In the Philippines, during the 2016 presidential campaign, Rodrigo Duterte, who later became the president, was known for his controversial remarks. His often off-the-cuff statements ranged from comments about crime and vigilantism to remarks that were seen as dismissive of human rights. Similarly, in the United States, the 2016 and 2020 election cycles saw a significant increase in polarised rhetoric, with candidates and their supporters often employing divisive language that was seen by many as detrimental to the country's democratic values. This was particularly evident in online spaces in which misinformation and inflammatory speech rapidly spread through platforms like X, formerly Twitter, and Facebook. Such examples underscore the global nature of this issue, emphasising the importance of responsible political discourse in maintaining the integrity and functionality of democracies worldwide.

More alarmingly, unchecked rhetoric has the power to do more than just offend. It can incite violence, deepen societal divisions, and undermine the foundational principles of democracy. As seen in various parts of the world, fiery words can lead to real-world actions with devastating consequences. This is why we need to vaccinate politicians against verbal recklessness.

To ensure the continued strength and respectability of democratic institutions everywhere, it's crucial that the political discourse remains rooted in principles of respect, factual integrity, and mutual understanding.
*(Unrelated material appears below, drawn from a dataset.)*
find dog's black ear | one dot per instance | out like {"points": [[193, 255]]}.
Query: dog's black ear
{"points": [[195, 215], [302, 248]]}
Jamaica, with its rich history of democratic participation and vibrant cultural exchange, can and should lead by example. As global stakeholders in the project of democracy, it is up to citizens, media, and institutions alike to champion a more responsible and inclusive political dialogue.

Certainly, the dynamic and impassioned nature of political discourse is a cherished facet of vibrant democracies worldwide. It's a theatre in which politicians not only advocate for their policies but also captivate audiences, engage with constituents, and rally support. The art of oratory, after all, is about persuasion, eliciting emotions, and inspiring change. A great speech can indeed be the catalyst for significant societal transformation.

Barack Obama

However, it's crucial to remember that this doesn't necessitate resorting to incendiary language or divisive tactics. Politicians have, throughout history, demonstrated the ability to deliver stirring speeches that are both exciting and enlightening without resorting to demagoguery. Think of figures like Nelson Mandela, whose eloquence united a divided nation, or leaders like Barack Obama and Angela Merkel, who've communicated complex ideas with both charisma and clarity.

Politicians can indeed walk the fine line between keeping their speeches interesting and maintaining respect and decorum. By focusing on conveying their political philosophy, casting a compelling vision for the future, and addressing the aspirations and concerns of their constituents, they can enrich the political discourse. This kind of speech not only fosters a more informed electorate but also builds bridges, fostering a sense of shared purpose and unity, even amidst disagreements.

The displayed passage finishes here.